How is it possible that, in 2024, HA still has no mechanism to control, per entity, who is allowed to view or modify the state of entities? Same for actions! Arguably even the appearance of the existence of entities, and event monitoring, should be controllable.
I would like to be able to have my guests have their own dashboards, but they should not be able to change entities other than the ones I designate as changeable by them. Without access control, they can just open the web inspector and run whatever they want.
EDIT:
Ideally, there would be an interface that allows the administrator to add/remove entities (preferably with view+change or just view option) to a role. We already have something similar in the Voice assistant “expose to assistant” dialogs.
“Change” in this context also implies calling a compatible action, with that entity as a target, where the entity state will change, and “view” implies calling a compatible action that doesn’t change the state of the entity.

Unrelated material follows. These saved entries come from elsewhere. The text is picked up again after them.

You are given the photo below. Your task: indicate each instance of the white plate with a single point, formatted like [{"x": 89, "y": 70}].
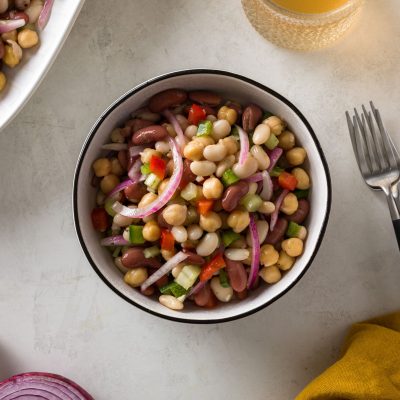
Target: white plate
[{"x": 23, "y": 80}]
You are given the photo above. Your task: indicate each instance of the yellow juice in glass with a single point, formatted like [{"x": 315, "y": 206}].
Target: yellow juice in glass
[{"x": 302, "y": 24}]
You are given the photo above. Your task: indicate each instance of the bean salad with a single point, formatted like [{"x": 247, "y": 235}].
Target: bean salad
[{"x": 199, "y": 197}]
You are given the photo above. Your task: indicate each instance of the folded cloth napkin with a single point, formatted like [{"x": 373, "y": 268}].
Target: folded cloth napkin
[{"x": 369, "y": 368}]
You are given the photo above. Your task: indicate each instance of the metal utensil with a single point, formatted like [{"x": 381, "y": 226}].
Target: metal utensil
[{"x": 377, "y": 158}]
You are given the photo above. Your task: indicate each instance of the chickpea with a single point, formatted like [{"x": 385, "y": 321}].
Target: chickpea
[
  {"x": 108, "y": 183},
  {"x": 151, "y": 231},
  {"x": 269, "y": 256},
  {"x": 293, "y": 246},
  {"x": 194, "y": 150},
  {"x": 227, "y": 113},
  {"x": 136, "y": 276},
  {"x": 276, "y": 124},
  {"x": 102, "y": 167},
  {"x": 230, "y": 144},
  {"x": 296, "y": 156},
  {"x": 270, "y": 274},
  {"x": 290, "y": 204},
  {"x": 210, "y": 221},
  {"x": 239, "y": 220},
  {"x": 146, "y": 154},
  {"x": 221, "y": 129},
  {"x": 287, "y": 140},
  {"x": 267, "y": 207},
  {"x": 175, "y": 214},
  {"x": 27, "y": 38},
  {"x": 3, "y": 81},
  {"x": 303, "y": 180},
  {"x": 116, "y": 167},
  {"x": 212, "y": 188},
  {"x": 284, "y": 262},
  {"x": 147, "y": 199}
]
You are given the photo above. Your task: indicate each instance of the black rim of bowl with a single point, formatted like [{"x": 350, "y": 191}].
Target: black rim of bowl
[{"x": 133, "y": 91}]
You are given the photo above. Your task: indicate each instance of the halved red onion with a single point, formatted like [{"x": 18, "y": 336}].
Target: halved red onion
[
  {"x": 278, "y": 203},
  {"x": 7, "y": 25},
  {"x": 167, "y": 267},
  {"x": 135, "y": 151},
  {"x": 164, "y": 197},
  {"x": 45, "y": 14},
  {"x": 180, "y": 137},
  {"x": 120, "y": 187},
  {"x": 115, "y": 146},
  {"x": 255, "y": 178},
  {"x": 268, "y": 187},
  {"x": 274, "y": 156},
  {"x": 244, "y": 145},
  {"x": 255, "y": 254},
  {"x": 41, "y": 385},
  {"x": 117, "y": 240}
]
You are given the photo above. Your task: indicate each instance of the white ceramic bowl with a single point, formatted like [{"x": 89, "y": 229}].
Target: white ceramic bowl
[
  {"x": 244, "y": 91},
  {"x": 26, "y": 77}
]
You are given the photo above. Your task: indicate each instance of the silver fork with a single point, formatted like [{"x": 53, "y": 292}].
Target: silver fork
[{"x": 377, "y": 158}]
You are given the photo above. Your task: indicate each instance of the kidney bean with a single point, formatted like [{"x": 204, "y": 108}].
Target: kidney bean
[
  {"x": 194, "y": 258},
  {"x": 149, "y": 134},
  {"x": 251, "y": 115},
  {"x": 278, "y": 233},
  {"x": 233, "y": 194},
  {"x": 135, "y": 191},
  {"x": 187, "y": 175},
  {"x": 205, "y": 97},
  {"x": 301, "y": 213},
  {"x": 166, "y": 99},
  {"x": 134, "y": 258},
  {"x": 237, "y": 274}
]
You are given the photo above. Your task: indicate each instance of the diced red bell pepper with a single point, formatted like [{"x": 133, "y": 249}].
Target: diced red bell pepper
[
  {"x": 196, "y": 114},
  {"x": 158, "y": 166},
  {"x": 100, "y": 219},
  {"x": 204, "y": 205},
  {"x": 214, "y": 265},
  {"x": 287, "y": 181},
  {"x": 167, "y": 240}
]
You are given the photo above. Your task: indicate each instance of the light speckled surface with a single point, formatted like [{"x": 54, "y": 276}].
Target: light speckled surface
[{"x": 56, "y": 313}]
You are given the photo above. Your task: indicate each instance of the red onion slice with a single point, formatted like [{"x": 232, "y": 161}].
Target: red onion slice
[
  {"x": 255, "y": 178},
  {"x": 181, "y": 140},
  {"x": 7, "y": 25},
  {"x": 167, "y": 267},
  {"x": 255, "y": 254},
  {"x": 45, "y": 14},
  {"x": 244, "y": 145},
  {"x": 41, "y": 385},
  {"x": 274, "y": 156},
  {"x": 117, "y": 240},
  {"x": 278, "y": 203},
  {"x": 267, "y": 188},
  {"x": 164, "y": 197}
]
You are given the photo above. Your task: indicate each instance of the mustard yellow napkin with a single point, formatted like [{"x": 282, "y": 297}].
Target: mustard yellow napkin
[{"x": 369, "y": 368}]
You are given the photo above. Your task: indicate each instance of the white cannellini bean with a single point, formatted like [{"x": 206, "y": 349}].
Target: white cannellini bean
[
  {"x": 162, "y": 146},
  {"x": 237, "y": 254},
  {"x": 194, "y": 232},
  {"x": 207, "y": 244},
  {"x": 221, "y": 128},
  {"x": 203, "y": 168},
  {"x": 250, "y": 167},
  {"x": 262, "y": 230},
  {"x": 221, "y": 293},
  {"x": 179, "y": 233},
  {"x": 261, "y": 157},
  {"x": 261, "y": 134},
  {"x": 170, "y": 302},
  {"x": 224, "y": 164}
]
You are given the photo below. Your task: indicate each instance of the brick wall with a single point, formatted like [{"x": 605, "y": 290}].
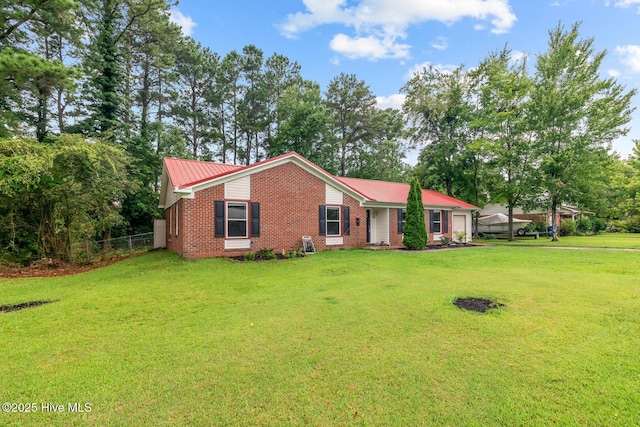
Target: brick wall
[{"x": 289, "y": 198}]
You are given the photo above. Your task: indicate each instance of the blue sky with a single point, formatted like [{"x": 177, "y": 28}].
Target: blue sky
[{"x": 383, "y": 41}]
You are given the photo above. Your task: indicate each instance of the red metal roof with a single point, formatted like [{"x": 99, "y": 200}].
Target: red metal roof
[
  {"x": 186, "y": 173},
  {"x": 397, "y": 192}
]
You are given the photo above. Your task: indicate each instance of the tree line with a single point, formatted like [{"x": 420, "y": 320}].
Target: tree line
[
  {"x": 93, "y": 93},
  {"x": 502, "y": 134}
]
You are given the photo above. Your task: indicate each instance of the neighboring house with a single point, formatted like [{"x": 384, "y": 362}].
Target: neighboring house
[
  {"x": 214, "y": 209},
  {"x": 535, "y": 215}
]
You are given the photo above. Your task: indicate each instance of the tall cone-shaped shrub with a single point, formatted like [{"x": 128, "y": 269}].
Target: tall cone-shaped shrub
[{"x": 415, "y": 230}]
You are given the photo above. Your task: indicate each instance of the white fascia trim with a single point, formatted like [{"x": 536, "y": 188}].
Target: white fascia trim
[{"x": 404, "y": 205}]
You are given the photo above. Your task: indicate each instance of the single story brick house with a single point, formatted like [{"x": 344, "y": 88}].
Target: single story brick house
[{"x": 215, "y": 209}]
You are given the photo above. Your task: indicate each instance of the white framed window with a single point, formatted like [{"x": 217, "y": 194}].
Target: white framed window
[
  {"x": 437, "y": 221},
  {"x": 333, "y": 220},
  {"x": 236, "y": 219}
]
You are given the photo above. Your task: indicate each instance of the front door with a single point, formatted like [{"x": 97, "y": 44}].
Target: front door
[
  {"x": 368, "y": 226},
  {"x": 460, "y": 225}
]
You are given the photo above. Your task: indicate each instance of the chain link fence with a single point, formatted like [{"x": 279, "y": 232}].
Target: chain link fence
[{"x": 89, "y": 250}]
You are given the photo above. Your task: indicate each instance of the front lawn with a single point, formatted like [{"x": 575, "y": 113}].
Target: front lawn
[
  {"x": 603, "y": 240},
  {"x": 337, "y": 338}
]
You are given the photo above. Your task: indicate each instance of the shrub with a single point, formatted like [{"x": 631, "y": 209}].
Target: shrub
[
  {"x": 599, "y": 225},
  {"x": 415, "y": 230},
  {"x": 633, "y": 224},
  {"x": 584, "y": 225},
  {"x": 567, "y": 227},
  {"x": 460, "y": 236},
  {"x": 617, "y": 227}
]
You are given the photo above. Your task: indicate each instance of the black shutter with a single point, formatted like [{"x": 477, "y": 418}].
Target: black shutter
[
  {"x": 431, "y": 224},
  {"x": 346, "y": 221},
  {"x": 445, "y": 222},
  {"x": 255, "y": 219},
  {"x": 218, "y": 212},
  {"x": 322, "y": 220}
]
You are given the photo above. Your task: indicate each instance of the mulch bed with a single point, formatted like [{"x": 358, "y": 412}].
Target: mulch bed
[
  {"x": 22, "y": 305},
  {"x": 54, "y": 268},
  {"x": 476, "y": 304}
]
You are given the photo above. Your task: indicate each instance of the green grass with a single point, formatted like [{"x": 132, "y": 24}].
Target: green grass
[
  {"x": 603, "y": 240},
  {"x": 337, "y": 338}
]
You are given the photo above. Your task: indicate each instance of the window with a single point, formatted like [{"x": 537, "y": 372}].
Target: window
[
  {"x": 402, "y": 220},
  {"x": 436, "y": 220},
  {"x": 333, "y": 220},
  {"x": 236, "y": 219}
]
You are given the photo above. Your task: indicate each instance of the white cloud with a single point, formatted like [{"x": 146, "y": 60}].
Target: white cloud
[
  {"x": 445, "y": 68},
  {"x": 440, "y": 43},
  {"x": 613, "y": 72},
  {"x": 369, "y": 47},
  {"x": 184, "y": 22},
  {"x": 517, "y": 56},
  {"x": 392, "y": 101},
  {"x": 378, "y": 24},
  {"x": 630, "y": 56},
  {"x": 625, "y": 3}
]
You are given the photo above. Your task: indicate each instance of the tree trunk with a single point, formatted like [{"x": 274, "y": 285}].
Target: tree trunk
[
  {"x": 554, "y": 225},
  {"x": 511, "y": 238}
]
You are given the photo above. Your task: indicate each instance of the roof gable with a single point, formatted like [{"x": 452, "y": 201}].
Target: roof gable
[{"x": 189, "y": 176}]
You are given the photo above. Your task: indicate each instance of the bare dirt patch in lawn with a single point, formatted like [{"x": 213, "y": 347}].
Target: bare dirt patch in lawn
[
  {"x": 14, "y": 307},
  {"x": 480, "y": 305},
  {"x": 53, "y": 268}
]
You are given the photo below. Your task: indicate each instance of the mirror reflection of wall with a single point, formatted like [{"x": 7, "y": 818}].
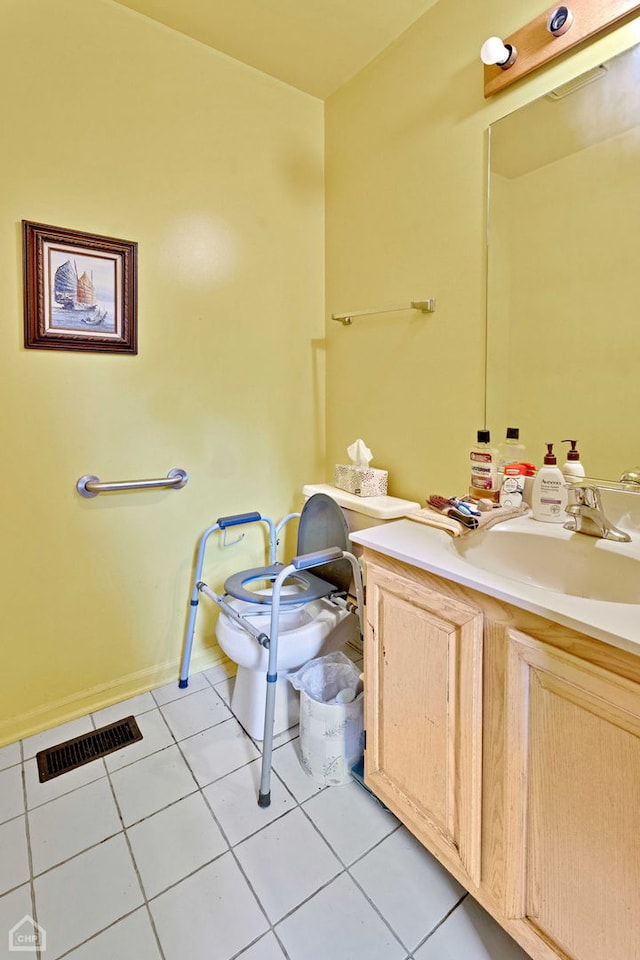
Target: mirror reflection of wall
[{"x": 564, "y": 270}]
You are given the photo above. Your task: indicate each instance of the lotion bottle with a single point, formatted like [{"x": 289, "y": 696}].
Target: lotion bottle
[
  {"x": 484, "y": 472},
  {"x": 549, "y": 495},
  {"x": 510, "y": 450},
  {"x": 572, "y": 466}
]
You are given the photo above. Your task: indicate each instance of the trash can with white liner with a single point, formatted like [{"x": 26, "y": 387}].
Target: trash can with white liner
[{"x": 331, "y": 717}]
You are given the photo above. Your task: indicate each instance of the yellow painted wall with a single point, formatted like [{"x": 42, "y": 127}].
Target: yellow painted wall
[
  {"x": 405, "y": 180},
  {"x": 115, "y": 125}
]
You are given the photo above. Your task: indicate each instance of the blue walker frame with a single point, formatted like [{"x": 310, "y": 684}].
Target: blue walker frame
[{"x": 277, "y": 573}]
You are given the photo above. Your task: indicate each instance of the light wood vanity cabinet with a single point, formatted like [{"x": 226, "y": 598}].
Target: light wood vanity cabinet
[{"x": 510, "y": 746}]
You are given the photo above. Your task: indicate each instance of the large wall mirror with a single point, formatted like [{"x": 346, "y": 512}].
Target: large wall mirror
[{"x": 563, "y": 329}]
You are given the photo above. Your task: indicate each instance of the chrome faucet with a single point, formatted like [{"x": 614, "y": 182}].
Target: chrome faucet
[
  {"x": 631, "y": 479},
  {"x": 587, "y": 516}
]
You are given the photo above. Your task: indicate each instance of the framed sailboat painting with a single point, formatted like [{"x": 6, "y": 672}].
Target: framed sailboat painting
[{"x": 80, "y": 290}]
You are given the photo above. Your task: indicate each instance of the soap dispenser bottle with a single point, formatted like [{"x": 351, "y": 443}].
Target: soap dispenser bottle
[
  {"x": 572, "y": 466},
  {"x": 549, "y": 495}
]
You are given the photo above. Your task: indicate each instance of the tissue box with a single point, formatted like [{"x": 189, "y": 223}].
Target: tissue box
[{"x": 363, "y": 481}]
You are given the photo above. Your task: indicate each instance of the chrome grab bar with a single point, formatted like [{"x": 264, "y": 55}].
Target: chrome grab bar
[{"x": 91, "y": 486}]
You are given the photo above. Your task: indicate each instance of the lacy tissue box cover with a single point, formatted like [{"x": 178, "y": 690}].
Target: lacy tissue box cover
[{"x": 363, "y": 481}]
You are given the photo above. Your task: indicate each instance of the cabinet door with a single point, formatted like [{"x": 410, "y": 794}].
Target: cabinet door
[
  {"x": 423, "y": 707},
  {"x": 573, "y": 803}
]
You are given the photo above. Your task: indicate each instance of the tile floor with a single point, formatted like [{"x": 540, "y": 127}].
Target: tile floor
[{"x": 160, "y": 852}]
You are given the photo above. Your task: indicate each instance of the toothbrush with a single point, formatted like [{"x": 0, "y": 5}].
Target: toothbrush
[{"x": 465, "y": 507}]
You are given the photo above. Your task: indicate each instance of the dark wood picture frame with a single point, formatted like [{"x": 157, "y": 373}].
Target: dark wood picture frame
[{"x": 80, "y": 290}]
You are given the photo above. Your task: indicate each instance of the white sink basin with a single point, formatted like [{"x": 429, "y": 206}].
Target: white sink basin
[{"x": 569, "y": 563}]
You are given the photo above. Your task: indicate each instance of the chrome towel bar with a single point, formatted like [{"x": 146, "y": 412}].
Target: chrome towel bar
[
  {"x": 426, "y": 306},
  {"x": 91, "y": 486}
]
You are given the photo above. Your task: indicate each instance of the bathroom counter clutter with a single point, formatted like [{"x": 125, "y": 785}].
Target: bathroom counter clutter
[{"x": 585, "y": 583}]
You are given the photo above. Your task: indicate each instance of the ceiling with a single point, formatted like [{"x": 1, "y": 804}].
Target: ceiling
[{"x": 314, "y": 45}]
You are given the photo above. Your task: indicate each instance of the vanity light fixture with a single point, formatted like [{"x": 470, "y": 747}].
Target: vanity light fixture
[
  {"x": 559, "y": 21},
  {"x": 495, "y": 51},
  {"x": 549, "y": 36}
]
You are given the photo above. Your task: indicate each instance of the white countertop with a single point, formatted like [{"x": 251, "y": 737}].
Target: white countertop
[{"x": 433, "y": 550}]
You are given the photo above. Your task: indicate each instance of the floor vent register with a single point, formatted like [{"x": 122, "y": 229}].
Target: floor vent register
[{"x": 91, "y": 746}]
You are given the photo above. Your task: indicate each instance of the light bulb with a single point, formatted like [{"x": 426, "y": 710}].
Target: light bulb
[{"x": 495, "y": 51}]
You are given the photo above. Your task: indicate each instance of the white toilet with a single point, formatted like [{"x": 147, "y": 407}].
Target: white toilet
[{"x": 305, "y": 630}]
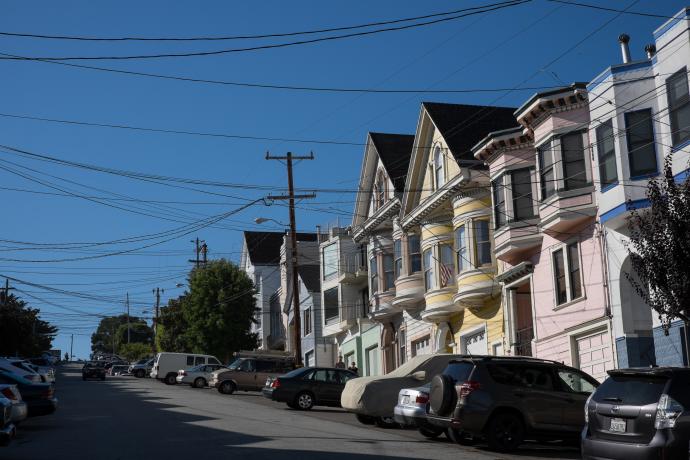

Then roles can be assigned to specific users.
Functionally, any entity not viewable by the user would be filtered out of the websocket/API for that user. Actions invoked on entities not in the users’s role set of entities would error out with either a permission denied error or act as if the entities don’t exist. This filtering automatically implies that logbook/history don’t show unviewable entities, and dashboard-initiated actions don’t change entity state for unchangeable entities.
Eventually the same mechanism can be extended to individual dashboards.